Una parte amplia del libro se dedica a un viaje detallado por todo el país, también por las regiones menos turísticas. Y, de paso, comparte la historia de personajes del pasado, como George Vancouver, cartógrafo de la Corona británica, que da nombre a la isla canadiense, que se llama igual que la conocida ciudad. Esa isla se llamaba inicialmente isla de Cuadra y Vancouver, por Juan Francisco de la Bodega y Cuadra. Esta parte de Canadá le gustó especialmente al autor, que escribe que “predomina la sensación de que aspirar a la felicidad es algo menos complicado en Vancouver que en cualquier otro sitio”. 

El autor también permite conocer Alberta, región rica por el petróleo, pero no convenciona, del más caro de extraer y donde se aprobó el primer servicio de sanidad pública, en el municipio de Sarnia, donde los vecinos aceptaron pagar una tasa especial para contratar y dar alojamiento a un negocio residente al que hacer consultas gratuitamente. La sanidad pública de Canadá es otro de los emblemas del país, un paraíso del Estado del bienestar, sobre todo, si se compara con las enormes desigualdades sociales de su vecino del sur. Es llamativo descubrir, por ejemplo, que se produjo una huelga de médicos al implantarse la sanidad pública en aquel país. También resulta atractiva la historia de la creación de la policía montada canadiense. Asombra conocer que la Hudson Bay Company, una empresa privada, llegó a poseer en tercio del territorio del país, que Canadá tuvo que ir a comprar a Londres. 

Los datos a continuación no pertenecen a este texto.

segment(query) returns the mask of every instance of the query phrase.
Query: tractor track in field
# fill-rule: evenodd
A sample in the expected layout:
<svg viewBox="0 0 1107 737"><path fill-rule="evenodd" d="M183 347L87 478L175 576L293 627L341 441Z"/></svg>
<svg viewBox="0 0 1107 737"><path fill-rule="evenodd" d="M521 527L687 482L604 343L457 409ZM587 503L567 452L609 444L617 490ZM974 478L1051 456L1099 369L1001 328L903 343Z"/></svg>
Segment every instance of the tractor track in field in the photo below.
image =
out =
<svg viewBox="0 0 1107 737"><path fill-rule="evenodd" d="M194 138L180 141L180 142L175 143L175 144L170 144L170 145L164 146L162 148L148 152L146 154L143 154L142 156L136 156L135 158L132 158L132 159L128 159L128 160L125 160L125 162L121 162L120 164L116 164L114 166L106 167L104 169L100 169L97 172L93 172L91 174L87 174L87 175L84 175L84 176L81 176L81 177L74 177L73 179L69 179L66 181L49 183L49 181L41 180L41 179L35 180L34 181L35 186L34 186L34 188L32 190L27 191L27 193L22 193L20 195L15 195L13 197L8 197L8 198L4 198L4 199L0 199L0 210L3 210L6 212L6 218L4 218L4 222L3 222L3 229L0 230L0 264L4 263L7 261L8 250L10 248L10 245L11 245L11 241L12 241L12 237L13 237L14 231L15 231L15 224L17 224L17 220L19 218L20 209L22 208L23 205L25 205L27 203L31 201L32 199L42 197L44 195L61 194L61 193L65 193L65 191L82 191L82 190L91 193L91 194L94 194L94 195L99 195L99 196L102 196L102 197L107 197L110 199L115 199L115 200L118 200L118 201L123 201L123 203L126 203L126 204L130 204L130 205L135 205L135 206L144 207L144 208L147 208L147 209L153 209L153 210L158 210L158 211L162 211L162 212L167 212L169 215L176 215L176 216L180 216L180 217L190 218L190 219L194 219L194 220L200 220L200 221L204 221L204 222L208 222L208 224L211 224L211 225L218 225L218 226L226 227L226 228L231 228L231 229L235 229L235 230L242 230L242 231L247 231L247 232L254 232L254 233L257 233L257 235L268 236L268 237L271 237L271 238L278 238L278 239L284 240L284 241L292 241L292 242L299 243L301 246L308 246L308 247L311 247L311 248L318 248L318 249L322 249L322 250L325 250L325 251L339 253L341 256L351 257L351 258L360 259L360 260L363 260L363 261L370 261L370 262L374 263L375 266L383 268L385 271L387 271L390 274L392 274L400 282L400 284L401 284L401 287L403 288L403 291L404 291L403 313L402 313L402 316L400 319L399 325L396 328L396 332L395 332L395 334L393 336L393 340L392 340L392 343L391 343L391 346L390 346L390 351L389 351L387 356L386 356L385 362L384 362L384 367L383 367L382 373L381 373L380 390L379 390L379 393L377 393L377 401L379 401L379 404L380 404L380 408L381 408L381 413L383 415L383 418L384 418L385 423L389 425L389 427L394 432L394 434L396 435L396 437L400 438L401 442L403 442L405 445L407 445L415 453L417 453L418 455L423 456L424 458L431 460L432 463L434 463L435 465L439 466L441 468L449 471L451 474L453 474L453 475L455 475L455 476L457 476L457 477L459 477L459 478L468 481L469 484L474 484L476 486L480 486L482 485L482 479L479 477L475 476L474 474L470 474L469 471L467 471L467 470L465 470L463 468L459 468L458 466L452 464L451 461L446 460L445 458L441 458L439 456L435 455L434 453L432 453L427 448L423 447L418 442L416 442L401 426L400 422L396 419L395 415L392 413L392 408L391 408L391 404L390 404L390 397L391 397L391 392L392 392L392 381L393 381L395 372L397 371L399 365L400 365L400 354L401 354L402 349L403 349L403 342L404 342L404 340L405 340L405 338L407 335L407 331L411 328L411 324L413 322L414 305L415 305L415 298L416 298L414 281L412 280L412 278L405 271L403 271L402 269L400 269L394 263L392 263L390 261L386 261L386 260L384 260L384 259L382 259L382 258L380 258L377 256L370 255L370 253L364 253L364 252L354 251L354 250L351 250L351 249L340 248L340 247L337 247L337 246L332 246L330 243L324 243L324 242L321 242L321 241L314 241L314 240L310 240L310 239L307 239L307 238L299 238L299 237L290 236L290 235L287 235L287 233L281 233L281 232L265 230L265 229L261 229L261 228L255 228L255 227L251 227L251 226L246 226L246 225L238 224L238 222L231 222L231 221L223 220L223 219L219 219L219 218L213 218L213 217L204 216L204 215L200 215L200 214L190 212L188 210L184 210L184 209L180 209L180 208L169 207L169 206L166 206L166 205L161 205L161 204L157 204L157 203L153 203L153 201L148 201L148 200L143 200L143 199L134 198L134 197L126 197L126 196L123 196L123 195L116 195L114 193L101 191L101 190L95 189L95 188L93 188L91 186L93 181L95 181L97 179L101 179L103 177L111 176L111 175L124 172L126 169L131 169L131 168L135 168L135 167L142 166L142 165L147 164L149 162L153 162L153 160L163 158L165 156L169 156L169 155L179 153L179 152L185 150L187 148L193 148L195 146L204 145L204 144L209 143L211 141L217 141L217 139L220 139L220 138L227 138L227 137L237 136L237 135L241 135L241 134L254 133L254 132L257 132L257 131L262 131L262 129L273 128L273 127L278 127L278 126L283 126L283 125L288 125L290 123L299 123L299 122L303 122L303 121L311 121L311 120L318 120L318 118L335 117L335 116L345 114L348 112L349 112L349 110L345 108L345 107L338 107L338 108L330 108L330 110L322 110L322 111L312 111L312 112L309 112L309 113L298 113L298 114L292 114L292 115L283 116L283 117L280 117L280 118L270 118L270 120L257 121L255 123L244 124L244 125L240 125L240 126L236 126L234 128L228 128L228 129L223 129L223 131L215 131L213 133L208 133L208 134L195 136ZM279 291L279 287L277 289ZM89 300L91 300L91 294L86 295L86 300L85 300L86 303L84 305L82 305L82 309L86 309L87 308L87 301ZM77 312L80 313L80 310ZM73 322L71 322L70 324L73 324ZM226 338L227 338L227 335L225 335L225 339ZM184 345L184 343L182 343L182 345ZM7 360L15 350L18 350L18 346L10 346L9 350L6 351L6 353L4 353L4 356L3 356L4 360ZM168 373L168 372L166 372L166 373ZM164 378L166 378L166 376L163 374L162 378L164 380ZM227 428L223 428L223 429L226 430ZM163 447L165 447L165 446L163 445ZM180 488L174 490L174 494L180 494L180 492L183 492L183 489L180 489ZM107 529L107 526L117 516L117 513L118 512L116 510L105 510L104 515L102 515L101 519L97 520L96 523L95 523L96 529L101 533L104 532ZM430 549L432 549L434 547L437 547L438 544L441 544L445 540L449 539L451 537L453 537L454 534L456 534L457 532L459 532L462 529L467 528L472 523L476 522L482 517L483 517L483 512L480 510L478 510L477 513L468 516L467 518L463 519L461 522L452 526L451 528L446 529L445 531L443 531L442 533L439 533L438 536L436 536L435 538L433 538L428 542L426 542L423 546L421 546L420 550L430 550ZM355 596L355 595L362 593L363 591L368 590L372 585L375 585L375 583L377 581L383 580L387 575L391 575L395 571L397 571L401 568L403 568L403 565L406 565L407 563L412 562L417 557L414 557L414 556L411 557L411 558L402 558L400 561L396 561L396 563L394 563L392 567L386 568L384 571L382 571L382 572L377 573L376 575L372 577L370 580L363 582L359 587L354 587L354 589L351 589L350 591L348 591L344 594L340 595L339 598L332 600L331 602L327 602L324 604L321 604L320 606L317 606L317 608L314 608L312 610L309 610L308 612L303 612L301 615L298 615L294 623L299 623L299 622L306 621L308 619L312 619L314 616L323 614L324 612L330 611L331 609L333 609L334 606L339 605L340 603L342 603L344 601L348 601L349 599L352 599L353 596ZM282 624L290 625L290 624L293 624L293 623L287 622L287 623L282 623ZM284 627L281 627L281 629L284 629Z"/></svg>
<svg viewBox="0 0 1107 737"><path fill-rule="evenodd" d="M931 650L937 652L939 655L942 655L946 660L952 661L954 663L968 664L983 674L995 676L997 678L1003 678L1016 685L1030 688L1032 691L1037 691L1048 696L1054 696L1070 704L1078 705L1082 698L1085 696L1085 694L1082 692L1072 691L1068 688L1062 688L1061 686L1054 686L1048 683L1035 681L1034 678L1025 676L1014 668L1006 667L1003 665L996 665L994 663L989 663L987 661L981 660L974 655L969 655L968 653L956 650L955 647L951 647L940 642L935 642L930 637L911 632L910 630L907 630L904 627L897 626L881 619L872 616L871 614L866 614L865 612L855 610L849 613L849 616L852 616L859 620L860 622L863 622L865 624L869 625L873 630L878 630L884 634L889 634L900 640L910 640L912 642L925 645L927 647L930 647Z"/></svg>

Las cataratas del Niágara, el monumento más visitado del país, no agradaron demasiado al autor. De esa región dice que “se muere por seguir pareciendo inglés”. Toronto, mientras, es uno de sus lugares favoritos del mundo, cosmopolita. De Montreal, por su parte, afirma que“a menudo en Montreal se tiene la sensación de que comenzaron a construir Nueva York y se cansaron”. El libro, escrito en un estilo ágil y divulgativo, dedica también una parte a hablar de figuras políticas trascendentes del país, como Lester B. Pearson, primer ministro de Canadá de 1963 a 1968 y premio Nobel de la Paz, quien eligió de heredero a Pierre Elliot Trudeau, progenitor del actual primer ministro y considerado el padre del Canadá moderno. Su personalidad, llena de contradicciones, resulta fascinante, igual que lo es constatar los muchos paralelismos (y las diferencias, a veces escondidas en el debate público en España) entre la situación de Quebec y su movimiento independentista y el soberanismo catalán. El epílogo de la obra, dedicado a estas semejanzas, redondea una obra muy disfrutable que permite conocer mejor a Canadá, el país de las segundas oportunidades para todo el mundo, el que nació y creció sin miedo a la mezcla de las culturas, consciente de que la diversidad aporta riqueza, de que suma en vez de restar, de que es una oportunidad gigantesca y no una amenaza.